# to want nothing whatsoever to do with something



## seitt

Greetings,

My sentence for translation:
We want nothing whatsoever to do with right-wing politics.

This is spoken from a traditional Welsh point of view: indeed, we have always been left of centre in our politics – perhaps this goes with our being evangelical (İncilci) Christians rather than religious (dinci) Christians, in other words giving importance to a relationship with the Living God rather than trying to reach God by a set of rules (however, a real relationship with God will then inspire us truly to love and respect others).

I mention this so that you can see that this is something really tied up with our national identity and therefore needs to be expressed forcefully and forthrightly.

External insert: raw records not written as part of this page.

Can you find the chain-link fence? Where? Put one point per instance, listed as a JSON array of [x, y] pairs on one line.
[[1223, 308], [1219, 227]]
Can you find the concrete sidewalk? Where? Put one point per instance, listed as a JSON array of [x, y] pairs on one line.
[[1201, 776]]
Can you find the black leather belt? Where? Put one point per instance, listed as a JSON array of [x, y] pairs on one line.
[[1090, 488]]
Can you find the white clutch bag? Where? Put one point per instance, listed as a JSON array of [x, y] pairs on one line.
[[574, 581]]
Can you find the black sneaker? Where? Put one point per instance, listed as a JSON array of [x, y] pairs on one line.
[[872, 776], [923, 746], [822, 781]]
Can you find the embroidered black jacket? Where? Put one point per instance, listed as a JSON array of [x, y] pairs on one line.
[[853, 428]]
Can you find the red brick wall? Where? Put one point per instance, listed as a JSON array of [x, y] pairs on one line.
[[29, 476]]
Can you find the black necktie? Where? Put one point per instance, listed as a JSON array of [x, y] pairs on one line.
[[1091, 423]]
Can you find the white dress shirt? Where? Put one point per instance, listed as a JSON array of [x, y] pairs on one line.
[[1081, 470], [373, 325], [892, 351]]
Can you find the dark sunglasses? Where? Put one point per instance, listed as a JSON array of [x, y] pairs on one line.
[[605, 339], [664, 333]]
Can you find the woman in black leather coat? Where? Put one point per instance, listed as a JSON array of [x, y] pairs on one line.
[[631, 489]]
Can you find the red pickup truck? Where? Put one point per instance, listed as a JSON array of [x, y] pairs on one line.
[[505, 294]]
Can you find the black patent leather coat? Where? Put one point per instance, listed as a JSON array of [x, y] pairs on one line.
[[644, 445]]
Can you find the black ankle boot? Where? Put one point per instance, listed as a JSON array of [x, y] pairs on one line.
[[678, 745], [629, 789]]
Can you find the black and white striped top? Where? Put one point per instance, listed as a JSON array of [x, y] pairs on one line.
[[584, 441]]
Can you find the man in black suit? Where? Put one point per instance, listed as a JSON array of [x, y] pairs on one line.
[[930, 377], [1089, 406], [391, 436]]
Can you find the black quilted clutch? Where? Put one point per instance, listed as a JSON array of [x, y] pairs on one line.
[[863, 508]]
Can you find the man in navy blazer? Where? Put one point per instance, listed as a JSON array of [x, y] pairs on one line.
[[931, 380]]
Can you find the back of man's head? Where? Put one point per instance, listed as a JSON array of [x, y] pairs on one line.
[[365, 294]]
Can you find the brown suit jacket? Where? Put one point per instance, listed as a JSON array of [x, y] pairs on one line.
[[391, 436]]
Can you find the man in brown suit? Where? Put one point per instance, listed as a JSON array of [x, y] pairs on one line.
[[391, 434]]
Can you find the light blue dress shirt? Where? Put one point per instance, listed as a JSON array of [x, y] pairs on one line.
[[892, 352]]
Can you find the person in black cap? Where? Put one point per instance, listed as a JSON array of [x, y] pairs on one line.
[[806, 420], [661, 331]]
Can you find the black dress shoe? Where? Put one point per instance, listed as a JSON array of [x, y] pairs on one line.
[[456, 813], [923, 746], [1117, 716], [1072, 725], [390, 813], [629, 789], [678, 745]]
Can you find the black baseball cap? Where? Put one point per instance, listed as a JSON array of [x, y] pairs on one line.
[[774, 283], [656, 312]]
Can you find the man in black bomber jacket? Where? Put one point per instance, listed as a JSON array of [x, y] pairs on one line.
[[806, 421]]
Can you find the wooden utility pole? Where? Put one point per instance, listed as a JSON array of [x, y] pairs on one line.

Best wishes, and many thanks,

Simon


----------



## spiraxo

Hi seitt,

Sağ kanattan politikacılarla aramızda herhangi bir şekilde ilişki veya bağlantı olmasını kesinlikle/katiyen istemiyoruz/istemeyiz.


Another try:

Sağ kanattan politikacılarla aramızda herhangi bir bağ(lantı) olmasını kesinlikle/katiyen  istemiyoruz/istemeyiz.


----------



## snoopymanatee

Another try:

_"Sağcılarla uzaktan yakından bir ilgimiz/bağlantımız olsun istemiyoruz."_


----------



## seitt

Many thanks, good food for thought here.


----------



## spiraxo

Hi seitt,

Sorry, I did not notice that It was *politics*, not _politicians_. 

I think snoopymanatee found a better translation. I personally prefer _ilgimiz.__ However, *sağcı* could mean any person rightist.

_snoopymanatee, with your permission,
_(Katiyen) Sağ görüşle  uzaktan yakından bir ilgimiz olsun istemiyoruz._


----------



## Guner

Here is my two bobs worth:

to want nothing whatsoever to do with something
Birşeyle hiçbir ilgisi ve ilişkisi olmamak yada olsun istememek.

We want nothing whatsoever to do with right-wing politics.
Bizim sağcı politikalarla hiçbir ilgimiz ve ilişkimiz olamaz.
Bizim sağcı politikalarla ne ilişkimiz ne de ilgimiz olamaz.


Cheers,


----------



## seitt

Many thanks, most impressive!


----------